Anonymous ID: 7306d4 Jan. 19, 2020, 3 p.m. No.7857304   🗄️.is 🔗kun   >>7332 >>1582

I did some quick testing with pytesseract and had mixed results. I didn't spend a lot of time on trying to tweak it. I tried running it without any training then training with the impact font(seems like a lot of meme images have that). I didn't get a clean output either way.

 

For anyone interested in trying this, you will need to install docker.

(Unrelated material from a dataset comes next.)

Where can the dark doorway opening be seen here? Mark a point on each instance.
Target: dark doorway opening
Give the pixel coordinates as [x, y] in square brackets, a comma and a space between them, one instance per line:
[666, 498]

After you have docker installed:

Copy into Dockerfile:

=

FROM python:3.7

 

RUN apt-get update \

&& apt-get install tesseract-ocr -y

 

WORKDIR /app

 

COPY . /app

 

RUN pip install -r requirements.txt

=

 

Copy into requirements.txt:

=

pillow

pytesseract

opencv-python

=

 

Copy into ocr1.py:

=

from PIL import Image

import pytesseract

 

print(pytesseract.image_to_string(Image.open('memes/test1.jpeg')))

==

 

Then build the docker image:

docker build . -t ocr:latest

 

Then run the docker image and mount your code directory (this will allow you to make code changes without having to rebuild the image):

docker run -v ~/code/pytesseract:/app -it ocr:latest bash

 

NOTE: I have ~/code/pytesseract, you will need to change this if your code location is different

 

This will bring you into your docker container and you can run your code in there:

python ocr1.py

 

Under your code directory you can access your images. I have a 'memes' subdir. Whatever png or jpg image you copy there should be accessible for the OCR to run against.

 

This file:

http://ahijackedlife.com/wp-content/gallery/qanon-memes-3f/Anderson-its-OK.jpg

 

resulted in output:

ANDERSON, IT'S

CE

 

 

WE GOT THIS= WELL

Aa

IS A"CONSPIRACY THEORY”

 

And with the Impact font training data output:

ANpERSoNl lTS

YGoNEBEoK

 

 

WEGoTATHlSNWEfLL

TELL lEM THAT THE sToRM

lsAUcoNSPlRAcv THEonU

 

Larger example here:

https://www.pyimagesearch.com/2017/07/10/using-tesseract-ocr-python/

 

Free online font training:

http://trainyourtesseract.com/

 

If you train fonts, copy your trained data to your native OS code directory, then in your docker environment, copy it to the tesseract data directory inside of docker:

cp training/Impact.traineddata /usr/share/tesseract-ocr/4.00/tessdata/.

 

I hope this is readable!

Anonymous ID: 7306d4 Jan. 19, 2020, 3:04 p.m. No.7857332   🗄️.is 🔗kun   >>8419

>>7857304

I forgot - to use font training data, add 'lang' to the image_to_string function.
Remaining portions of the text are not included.